Nach Angaben der Bundesagentur für Arbeit (BA) lag der durchschnittliche monatliche Zahlungsanspruch für wehrfähige ukrainische Männer bei 882 Euro pro Person. Daraus ergibt sich nach Berechnungen der „Bild“-Zeitung eine jährliche Gesamtsumme von 1,328 Milliarden Euro. Um die Miet- und Heizkosten zu zahlen, muss der Staat vermutlich noch tiefer in die Tasche greifen. Laut BA beliefen sich die Wohnkosten aller Bürgergeldempfänger im März 2025 auf 1,48 Milliarden Euro.
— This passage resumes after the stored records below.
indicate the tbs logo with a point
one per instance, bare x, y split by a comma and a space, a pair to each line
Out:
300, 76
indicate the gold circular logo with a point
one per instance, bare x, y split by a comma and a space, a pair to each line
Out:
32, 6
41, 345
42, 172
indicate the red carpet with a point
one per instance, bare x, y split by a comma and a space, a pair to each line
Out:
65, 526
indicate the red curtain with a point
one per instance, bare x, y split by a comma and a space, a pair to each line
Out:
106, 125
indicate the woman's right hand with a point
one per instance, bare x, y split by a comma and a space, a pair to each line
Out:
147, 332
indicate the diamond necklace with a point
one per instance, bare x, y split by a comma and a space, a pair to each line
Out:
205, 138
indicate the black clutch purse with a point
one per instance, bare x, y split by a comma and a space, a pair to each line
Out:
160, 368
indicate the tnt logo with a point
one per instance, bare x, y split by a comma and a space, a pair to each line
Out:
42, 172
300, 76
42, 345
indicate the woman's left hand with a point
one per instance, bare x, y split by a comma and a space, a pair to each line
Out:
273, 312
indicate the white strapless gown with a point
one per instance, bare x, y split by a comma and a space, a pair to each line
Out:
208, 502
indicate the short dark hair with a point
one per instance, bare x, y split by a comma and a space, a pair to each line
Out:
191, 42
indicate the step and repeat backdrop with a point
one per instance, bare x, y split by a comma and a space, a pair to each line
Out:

Diese Beträge sind besonders mit Blick auf den Haushalt der schwarz-roten Regierung von Relevanz: Darin klaffen milliardenschwere Löcher, die es zeitnah zu stopfen gilt. Auf der Suche nach Einsparmöglichkeiten gerät das Bürgergeld, Deutschlands umstrittenste Sozialleistung, immer wieder ins Visier der Koalitionäre.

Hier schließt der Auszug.